The name Coghlan originated with two bothers, Nathaniel and Henry, who settled in Langley in 1884 and took up quarter section homesteads south of the Telegraph Trail on what is now 256th Avenue. They ran a small but busy sawmill operation, cutting dimension lumber as well as ties for the interurban line during its construction period. Two Coghlan homes are included on the Township of Langley’s Heritage Listing as ‘Listed Buildings’. These include a simple circa 1900 sawn lumber cabin and a circa 1892 two storey Gothic cottage.

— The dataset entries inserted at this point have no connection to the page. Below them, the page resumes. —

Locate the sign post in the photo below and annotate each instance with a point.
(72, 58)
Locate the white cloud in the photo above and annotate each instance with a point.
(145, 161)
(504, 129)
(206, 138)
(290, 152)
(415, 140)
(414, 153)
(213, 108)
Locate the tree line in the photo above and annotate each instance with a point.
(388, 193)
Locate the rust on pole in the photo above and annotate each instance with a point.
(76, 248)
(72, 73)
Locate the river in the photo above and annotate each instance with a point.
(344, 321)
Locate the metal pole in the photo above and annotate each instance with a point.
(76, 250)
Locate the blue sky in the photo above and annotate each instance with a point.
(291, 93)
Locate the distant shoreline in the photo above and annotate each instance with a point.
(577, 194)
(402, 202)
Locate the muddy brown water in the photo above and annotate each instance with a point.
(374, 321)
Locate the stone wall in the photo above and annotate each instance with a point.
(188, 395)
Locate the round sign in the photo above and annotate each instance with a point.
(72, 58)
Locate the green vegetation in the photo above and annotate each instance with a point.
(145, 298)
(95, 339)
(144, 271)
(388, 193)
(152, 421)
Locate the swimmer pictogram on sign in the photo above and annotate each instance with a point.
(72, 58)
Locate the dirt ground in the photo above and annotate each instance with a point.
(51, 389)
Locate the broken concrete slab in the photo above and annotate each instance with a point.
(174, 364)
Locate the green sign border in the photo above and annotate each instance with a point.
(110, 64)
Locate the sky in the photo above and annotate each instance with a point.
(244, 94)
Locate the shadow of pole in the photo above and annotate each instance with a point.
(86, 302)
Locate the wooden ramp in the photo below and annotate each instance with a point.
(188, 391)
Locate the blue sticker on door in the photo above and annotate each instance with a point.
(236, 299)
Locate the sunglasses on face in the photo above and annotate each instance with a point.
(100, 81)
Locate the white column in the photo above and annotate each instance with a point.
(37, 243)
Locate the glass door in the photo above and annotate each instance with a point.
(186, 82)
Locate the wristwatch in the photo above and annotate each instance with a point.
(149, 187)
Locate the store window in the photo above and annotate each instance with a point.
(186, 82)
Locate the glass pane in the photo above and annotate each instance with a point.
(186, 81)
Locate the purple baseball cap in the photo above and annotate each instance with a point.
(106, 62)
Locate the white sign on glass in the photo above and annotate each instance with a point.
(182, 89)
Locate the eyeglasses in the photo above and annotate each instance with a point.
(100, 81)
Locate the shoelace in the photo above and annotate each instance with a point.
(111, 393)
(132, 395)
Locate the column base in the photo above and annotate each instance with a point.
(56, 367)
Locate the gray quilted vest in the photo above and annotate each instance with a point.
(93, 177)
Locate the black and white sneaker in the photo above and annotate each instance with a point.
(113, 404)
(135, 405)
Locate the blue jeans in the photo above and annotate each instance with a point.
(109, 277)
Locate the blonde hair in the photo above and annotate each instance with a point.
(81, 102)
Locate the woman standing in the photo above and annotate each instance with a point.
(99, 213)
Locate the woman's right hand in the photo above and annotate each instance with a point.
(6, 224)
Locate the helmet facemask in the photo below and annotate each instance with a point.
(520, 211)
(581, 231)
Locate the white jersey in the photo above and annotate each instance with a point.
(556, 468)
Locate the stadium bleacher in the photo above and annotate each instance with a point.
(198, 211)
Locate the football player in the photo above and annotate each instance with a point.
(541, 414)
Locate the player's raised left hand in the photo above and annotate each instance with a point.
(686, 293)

The circa 1920 Coghlan Hall is on the Township’s Listing of Heritage Resources as a ‘Heritage Character Site’. It is not a ‘Listed Buildings’ site because the original wood siding was overlaid with vinyl, and the original wood windows and doors were replaced with more contemporary aluminum and vinyl units. Much of this modernization occurred sometime in the mid to late 1970s or early 1980s and could, if and when it is appropriate, be relatively easily reversed as part of a restoration or adaptive use plan.
In recent years it was turned over to the Township of Langley after the Coghlan Community Association disbanded, and in turn the Township has handed over its operations to the non-profit Aldergrove Festival Days Society.
The society has been meeting at the hall every month, rents the hall out to various user groups and individuals for functions such as wedding parties and church or Girl Guide meetings. The society has also staged special events such as the recent Ceilidh and the Christmas concert featuring the Mike Sanyshyn Band, and the popularity of these events has encouraged the society to plan further special events and concerts in the coming months.
The society has also begun renovating the nearly century old hall and grounds. This past week truckloads of gravel was brought in to fill muddy potholes in the parking lot, as well as build berms at the eastern end of the lot where the ground slopes into the ditch alongside 256 Street.
“We have been getting a lot of rental calls and we’re putting those revenues back into improvements at the hall,” said Karen Long, a director of the Aldergrove Festival Days Society.
“The gravel leveled out the lot and also made the last step from the hall stairway not such a big leap.
“We also had the roof looked at; the metal is rusty but is still solid and has a few years left in it. And we had the electrical service inside updated to meet current standards and had a fire inspection.”
Other work will be contracted out as funds come in from rentals.
“We’ve had amazing responses from renters for weddings and birthday parties,” said Long.
“The Girl Guides had a sleep-over during the major power outage over the New Year’s weekend, and so we got the generator going for them and for the church that met here. We’re always ‘McGyver-ing’ to keep things running smoothly.”
The Festival Days Society is working on holding upcoming dances and house concerts and welcomes rental inquiries from the public.
The size of the floor in the main Hall is 29 feet by 43 feet and it holds about 70 people. A raised stage, with wings, provides the perfect setting for bands or other entertainment. A bar, fridge and sink area is located near the front entrance. Please note, however, that the hall has no kitchen facilities, however, outside catering services can be accommodated. Hall rental includes the use of 60 chairs and 10 tables.
A deposit of $100 is required to ensure the hall is clean and garbage removed.